In 1982 only about 2 percent of the nation's annual corn crop was converted to ethanol for use as fuel. In 2002 nine percent of the U.S. corn crop found its way into the tanks of cars and trucks. The growth is attributable to persistent marketing efforts by farm and commodity groups, considerable investment in new processing facilities and a generous government subsidy. The fuel also got a boost from government mandates to discontinue the use of the petroleum derivative MTBE as a part of the blend to reduce air pollution.
And this week the U.S. Senate took some decisive steps that could dramatically expand the use of the fuel in gasoline blends.
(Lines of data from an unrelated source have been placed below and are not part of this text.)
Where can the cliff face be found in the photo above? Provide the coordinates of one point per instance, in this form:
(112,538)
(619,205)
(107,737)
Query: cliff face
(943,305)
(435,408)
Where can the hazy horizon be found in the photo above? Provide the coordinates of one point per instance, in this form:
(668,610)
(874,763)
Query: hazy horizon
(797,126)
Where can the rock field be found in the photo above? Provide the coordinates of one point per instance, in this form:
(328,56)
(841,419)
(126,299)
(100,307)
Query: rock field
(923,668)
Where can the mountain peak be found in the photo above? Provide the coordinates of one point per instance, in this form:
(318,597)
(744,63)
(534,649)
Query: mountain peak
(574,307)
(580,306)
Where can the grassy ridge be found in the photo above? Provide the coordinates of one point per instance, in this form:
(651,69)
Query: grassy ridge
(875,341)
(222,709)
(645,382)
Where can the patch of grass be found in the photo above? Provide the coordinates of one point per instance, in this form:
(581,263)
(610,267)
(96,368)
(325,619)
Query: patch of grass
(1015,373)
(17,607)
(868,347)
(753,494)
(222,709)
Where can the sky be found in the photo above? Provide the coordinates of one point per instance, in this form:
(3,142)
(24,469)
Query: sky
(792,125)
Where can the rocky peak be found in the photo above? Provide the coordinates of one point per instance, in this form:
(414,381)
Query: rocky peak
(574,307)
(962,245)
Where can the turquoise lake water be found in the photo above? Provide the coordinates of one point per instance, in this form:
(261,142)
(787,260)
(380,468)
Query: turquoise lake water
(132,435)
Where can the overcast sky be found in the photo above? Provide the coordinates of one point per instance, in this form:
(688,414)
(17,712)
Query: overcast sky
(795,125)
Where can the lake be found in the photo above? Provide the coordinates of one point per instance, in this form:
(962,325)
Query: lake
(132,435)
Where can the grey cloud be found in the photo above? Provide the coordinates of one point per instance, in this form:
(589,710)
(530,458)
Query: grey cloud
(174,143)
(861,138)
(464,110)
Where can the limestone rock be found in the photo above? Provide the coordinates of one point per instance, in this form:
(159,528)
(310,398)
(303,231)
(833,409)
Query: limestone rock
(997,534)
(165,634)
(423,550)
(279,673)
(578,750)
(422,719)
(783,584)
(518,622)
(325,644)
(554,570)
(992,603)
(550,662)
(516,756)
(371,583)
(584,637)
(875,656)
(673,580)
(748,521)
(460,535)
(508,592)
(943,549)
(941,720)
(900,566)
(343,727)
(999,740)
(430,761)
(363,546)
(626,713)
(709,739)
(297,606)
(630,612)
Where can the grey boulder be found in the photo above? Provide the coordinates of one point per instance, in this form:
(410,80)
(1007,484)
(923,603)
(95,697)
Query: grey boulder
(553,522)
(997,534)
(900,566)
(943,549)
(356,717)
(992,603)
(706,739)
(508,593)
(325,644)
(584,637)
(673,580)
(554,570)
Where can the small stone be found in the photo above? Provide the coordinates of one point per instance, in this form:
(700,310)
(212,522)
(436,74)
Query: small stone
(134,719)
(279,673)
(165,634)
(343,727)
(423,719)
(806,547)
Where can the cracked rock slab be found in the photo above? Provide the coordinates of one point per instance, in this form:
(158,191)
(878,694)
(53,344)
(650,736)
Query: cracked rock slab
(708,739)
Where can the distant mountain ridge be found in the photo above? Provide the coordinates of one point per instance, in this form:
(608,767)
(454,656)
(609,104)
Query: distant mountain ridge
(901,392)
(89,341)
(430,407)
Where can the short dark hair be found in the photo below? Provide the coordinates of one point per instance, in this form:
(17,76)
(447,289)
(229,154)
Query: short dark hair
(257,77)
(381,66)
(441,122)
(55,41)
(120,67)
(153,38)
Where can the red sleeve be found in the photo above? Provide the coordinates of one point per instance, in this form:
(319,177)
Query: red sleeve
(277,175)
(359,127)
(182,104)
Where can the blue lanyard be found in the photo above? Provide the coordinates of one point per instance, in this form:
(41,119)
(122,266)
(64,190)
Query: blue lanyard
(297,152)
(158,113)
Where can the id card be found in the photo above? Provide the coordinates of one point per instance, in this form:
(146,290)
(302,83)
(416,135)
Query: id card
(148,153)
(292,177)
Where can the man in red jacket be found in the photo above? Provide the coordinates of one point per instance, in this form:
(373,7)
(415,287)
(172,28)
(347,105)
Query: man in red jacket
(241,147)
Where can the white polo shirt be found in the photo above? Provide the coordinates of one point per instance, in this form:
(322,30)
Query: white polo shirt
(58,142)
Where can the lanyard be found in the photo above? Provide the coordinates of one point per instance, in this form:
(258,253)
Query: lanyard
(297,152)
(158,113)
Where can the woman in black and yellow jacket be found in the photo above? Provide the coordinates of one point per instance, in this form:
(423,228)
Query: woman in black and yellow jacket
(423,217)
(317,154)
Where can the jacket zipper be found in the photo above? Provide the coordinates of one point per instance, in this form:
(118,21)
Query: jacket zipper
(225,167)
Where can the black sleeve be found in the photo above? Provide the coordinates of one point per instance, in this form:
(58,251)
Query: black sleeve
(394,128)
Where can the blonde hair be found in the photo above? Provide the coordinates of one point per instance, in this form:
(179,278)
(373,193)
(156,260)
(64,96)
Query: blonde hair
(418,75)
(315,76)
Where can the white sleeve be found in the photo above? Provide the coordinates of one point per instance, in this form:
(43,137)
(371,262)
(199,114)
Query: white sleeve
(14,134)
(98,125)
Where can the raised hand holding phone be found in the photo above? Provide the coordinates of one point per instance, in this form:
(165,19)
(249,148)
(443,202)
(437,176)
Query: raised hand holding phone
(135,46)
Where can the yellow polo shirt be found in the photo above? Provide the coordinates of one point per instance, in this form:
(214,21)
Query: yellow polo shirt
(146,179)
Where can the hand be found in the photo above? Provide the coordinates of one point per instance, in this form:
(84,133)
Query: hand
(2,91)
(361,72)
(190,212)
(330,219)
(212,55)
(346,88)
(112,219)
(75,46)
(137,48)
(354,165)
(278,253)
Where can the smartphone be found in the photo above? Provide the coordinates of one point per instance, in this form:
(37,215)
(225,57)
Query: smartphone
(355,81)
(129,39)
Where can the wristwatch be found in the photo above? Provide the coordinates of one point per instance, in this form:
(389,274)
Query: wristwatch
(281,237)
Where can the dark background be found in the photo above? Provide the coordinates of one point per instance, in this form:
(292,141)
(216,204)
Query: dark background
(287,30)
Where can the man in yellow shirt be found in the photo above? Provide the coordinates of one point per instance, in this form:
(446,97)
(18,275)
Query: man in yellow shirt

The corn-based ethanol market could nearly double by 2012 if the Senate-passed renewable fuels standard becomes law. The measure, passed by a vote of 67 to 29, would require the use of five (B) billion gallons of ethanol annually in fuel.
Odd as it may sound, the measure received the approval of oil companies ... primarily because a compromise was struck. The legislation says refiners would be given more flexibility in the way they make gasoline … removing a requirement that the fuel contain a minimum amount of oxygenates.
The petroleum industry could probably also see the ammunition was piling up in favor of renewable fuels.
For example, this week, while the U.S. Senate debated energy policy a news conference was held to release a study of the economic benefits of renewable fuels. The study, commissioned by the National Corn Growers Association, said (among other things) using renewable fuels would reduce the retail price of gas by 5%... or 6.6 cents a gallon.
To help push the ethanol message to the press … were several of senators … many of whom have pushed for renewable fuels legislation on the hill for at least twenty years.
Senator Tom Harkin, D-Iowa: "Its strong bipartisan support and its national now. I think maybe it did start out in our area, Illinois, Iowa, the Midwest. Now its spread all over our country."
The renewable fuels standard previously passed the House and proponents are confident the agreement will reach the President's desk this year.